What I am not able to understand is this part:
int ret = 1;
for (i = 0; i < min(LIMIT, (int)list.size()); i++) {
// cout<<list[i].index<<endl;
ret = max(ret, compute(list[i].index, g));
}
and the reason behind sorting
sort(list.begin(),list.end(),cmp);
This algorithm is simply guessing at the starting point and computing the LIS for each of these guesses.
The first value in a LIS is likely to be a small number, so this algorithm simply tries the LIMIT smallest values as potential starting points.
The sort function is used to identify the smallest values.
The for loop is used to check each starting point in turn.
WARNING
Note that this algorithm may fail for certain inputs.

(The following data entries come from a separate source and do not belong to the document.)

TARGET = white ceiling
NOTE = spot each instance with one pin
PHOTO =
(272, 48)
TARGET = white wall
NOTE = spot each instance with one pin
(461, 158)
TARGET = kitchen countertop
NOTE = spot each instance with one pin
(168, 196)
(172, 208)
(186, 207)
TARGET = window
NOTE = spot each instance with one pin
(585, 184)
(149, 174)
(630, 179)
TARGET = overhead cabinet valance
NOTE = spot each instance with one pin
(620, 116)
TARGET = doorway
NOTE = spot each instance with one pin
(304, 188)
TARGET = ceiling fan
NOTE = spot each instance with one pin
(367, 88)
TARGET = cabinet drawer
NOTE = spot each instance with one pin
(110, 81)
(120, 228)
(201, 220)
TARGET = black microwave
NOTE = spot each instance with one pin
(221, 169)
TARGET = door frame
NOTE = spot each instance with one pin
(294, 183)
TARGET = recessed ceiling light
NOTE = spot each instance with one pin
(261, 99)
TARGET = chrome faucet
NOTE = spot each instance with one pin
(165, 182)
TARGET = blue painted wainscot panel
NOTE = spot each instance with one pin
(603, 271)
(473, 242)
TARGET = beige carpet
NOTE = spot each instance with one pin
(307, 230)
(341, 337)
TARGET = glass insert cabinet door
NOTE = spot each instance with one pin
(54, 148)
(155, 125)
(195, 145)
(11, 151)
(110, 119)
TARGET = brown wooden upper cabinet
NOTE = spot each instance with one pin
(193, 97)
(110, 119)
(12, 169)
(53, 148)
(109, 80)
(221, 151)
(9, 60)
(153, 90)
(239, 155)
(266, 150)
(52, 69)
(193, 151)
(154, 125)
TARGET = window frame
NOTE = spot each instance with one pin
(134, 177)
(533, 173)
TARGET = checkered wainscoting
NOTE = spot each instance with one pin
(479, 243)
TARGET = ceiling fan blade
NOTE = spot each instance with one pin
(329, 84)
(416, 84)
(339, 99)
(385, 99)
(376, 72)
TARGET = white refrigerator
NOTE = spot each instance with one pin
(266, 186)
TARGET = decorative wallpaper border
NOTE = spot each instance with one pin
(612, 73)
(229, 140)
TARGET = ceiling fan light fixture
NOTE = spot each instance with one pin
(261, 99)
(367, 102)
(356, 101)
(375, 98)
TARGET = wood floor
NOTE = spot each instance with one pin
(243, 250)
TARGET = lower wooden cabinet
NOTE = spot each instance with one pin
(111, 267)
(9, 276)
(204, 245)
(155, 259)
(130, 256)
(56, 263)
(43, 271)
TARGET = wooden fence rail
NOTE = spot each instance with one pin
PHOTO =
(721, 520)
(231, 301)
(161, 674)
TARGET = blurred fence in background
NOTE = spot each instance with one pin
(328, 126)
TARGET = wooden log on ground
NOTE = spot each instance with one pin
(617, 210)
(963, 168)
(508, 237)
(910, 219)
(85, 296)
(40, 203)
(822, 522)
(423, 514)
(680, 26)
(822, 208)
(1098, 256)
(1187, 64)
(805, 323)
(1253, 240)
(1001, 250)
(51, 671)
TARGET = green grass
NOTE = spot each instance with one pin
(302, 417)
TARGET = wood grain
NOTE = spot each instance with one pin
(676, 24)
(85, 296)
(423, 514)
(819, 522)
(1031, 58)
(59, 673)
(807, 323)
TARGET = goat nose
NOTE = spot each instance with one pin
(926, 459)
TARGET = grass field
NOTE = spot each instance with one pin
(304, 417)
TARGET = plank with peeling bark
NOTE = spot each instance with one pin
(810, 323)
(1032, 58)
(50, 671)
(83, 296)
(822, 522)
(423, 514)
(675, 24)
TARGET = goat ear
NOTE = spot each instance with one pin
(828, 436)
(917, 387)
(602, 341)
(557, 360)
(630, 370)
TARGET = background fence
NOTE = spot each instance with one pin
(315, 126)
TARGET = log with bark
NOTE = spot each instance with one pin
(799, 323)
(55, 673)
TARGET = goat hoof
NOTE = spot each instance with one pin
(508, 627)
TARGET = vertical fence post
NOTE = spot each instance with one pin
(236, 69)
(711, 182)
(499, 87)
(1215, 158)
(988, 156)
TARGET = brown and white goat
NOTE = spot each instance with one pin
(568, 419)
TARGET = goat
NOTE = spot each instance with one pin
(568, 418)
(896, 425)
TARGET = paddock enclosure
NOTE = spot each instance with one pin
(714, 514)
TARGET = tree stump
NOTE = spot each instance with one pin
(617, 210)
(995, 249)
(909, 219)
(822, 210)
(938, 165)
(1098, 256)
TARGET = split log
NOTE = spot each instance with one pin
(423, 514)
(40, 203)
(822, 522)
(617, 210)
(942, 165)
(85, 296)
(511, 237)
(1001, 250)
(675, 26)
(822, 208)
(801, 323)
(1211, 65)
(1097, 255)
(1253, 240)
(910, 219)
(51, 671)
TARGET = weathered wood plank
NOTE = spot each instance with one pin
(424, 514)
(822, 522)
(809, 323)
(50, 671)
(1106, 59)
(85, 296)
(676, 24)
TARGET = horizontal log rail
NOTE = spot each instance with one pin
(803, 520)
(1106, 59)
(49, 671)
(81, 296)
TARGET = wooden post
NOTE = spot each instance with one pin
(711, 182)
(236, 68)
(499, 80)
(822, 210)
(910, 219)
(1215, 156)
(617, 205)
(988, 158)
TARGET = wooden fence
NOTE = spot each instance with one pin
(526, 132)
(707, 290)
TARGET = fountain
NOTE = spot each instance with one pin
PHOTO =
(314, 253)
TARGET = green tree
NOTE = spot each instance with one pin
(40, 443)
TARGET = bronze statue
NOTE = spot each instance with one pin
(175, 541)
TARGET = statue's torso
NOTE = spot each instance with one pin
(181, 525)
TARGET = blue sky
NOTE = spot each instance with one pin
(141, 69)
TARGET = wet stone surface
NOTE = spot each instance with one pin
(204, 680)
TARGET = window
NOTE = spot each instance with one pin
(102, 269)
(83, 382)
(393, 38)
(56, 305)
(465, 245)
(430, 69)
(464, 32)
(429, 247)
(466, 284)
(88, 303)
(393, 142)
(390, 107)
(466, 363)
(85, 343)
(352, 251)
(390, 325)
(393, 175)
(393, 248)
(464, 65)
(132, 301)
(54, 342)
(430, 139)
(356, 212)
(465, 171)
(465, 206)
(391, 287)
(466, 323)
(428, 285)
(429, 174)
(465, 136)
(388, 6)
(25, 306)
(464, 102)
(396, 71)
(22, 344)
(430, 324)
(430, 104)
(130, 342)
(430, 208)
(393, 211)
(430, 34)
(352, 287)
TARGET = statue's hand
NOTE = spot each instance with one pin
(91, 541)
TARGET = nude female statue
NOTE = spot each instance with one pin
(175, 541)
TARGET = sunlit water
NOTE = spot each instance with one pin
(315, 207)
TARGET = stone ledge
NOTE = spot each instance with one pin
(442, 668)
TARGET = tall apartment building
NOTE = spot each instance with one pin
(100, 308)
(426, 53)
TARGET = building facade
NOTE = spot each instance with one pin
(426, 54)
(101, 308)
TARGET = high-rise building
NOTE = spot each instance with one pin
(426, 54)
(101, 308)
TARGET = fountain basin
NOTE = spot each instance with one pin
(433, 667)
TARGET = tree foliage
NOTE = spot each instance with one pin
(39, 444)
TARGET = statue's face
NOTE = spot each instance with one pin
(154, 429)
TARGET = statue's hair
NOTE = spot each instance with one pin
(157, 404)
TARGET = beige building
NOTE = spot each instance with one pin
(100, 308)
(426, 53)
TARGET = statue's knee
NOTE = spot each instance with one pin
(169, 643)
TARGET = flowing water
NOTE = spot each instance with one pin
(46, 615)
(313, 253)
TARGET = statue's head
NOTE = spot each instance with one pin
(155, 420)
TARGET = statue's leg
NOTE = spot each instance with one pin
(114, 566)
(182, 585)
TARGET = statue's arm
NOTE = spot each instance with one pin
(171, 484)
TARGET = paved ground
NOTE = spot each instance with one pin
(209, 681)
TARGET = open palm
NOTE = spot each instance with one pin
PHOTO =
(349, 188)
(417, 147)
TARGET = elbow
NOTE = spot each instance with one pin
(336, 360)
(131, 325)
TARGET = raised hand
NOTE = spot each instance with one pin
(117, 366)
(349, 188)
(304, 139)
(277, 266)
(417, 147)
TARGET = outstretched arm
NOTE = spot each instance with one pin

For example, consider the sequence
0,1,2,..,49,9900,9901,...,99999,50,51,52,...,9899
The algorithm will try just the first 37 starting points and miss the best starting point at 50.
You can test this by changing the code to:
int main() {
int t;
t=1;
while (t--) {
N=10000;
vector<node> list;
int i;
for (i = 0; i < N; i++) {
node temp;
if (i<50)
g[i]=i;
else if (i<150)
g[i]=9999-150+i;
else
g[i]=i-100;
temp.val = g[i];
temp.index = i;
list.push_back(temp);
}
sort(list.begin(), list.end(), cmp);
cout << solve(g, list) << endl;
}
return 0;
}
This will generate different answers depending on whether LIMIT is 37 or 370.
In practice, for randomly generated sequences it will have a good chance of working (although I don't know how to compute the probability exactly).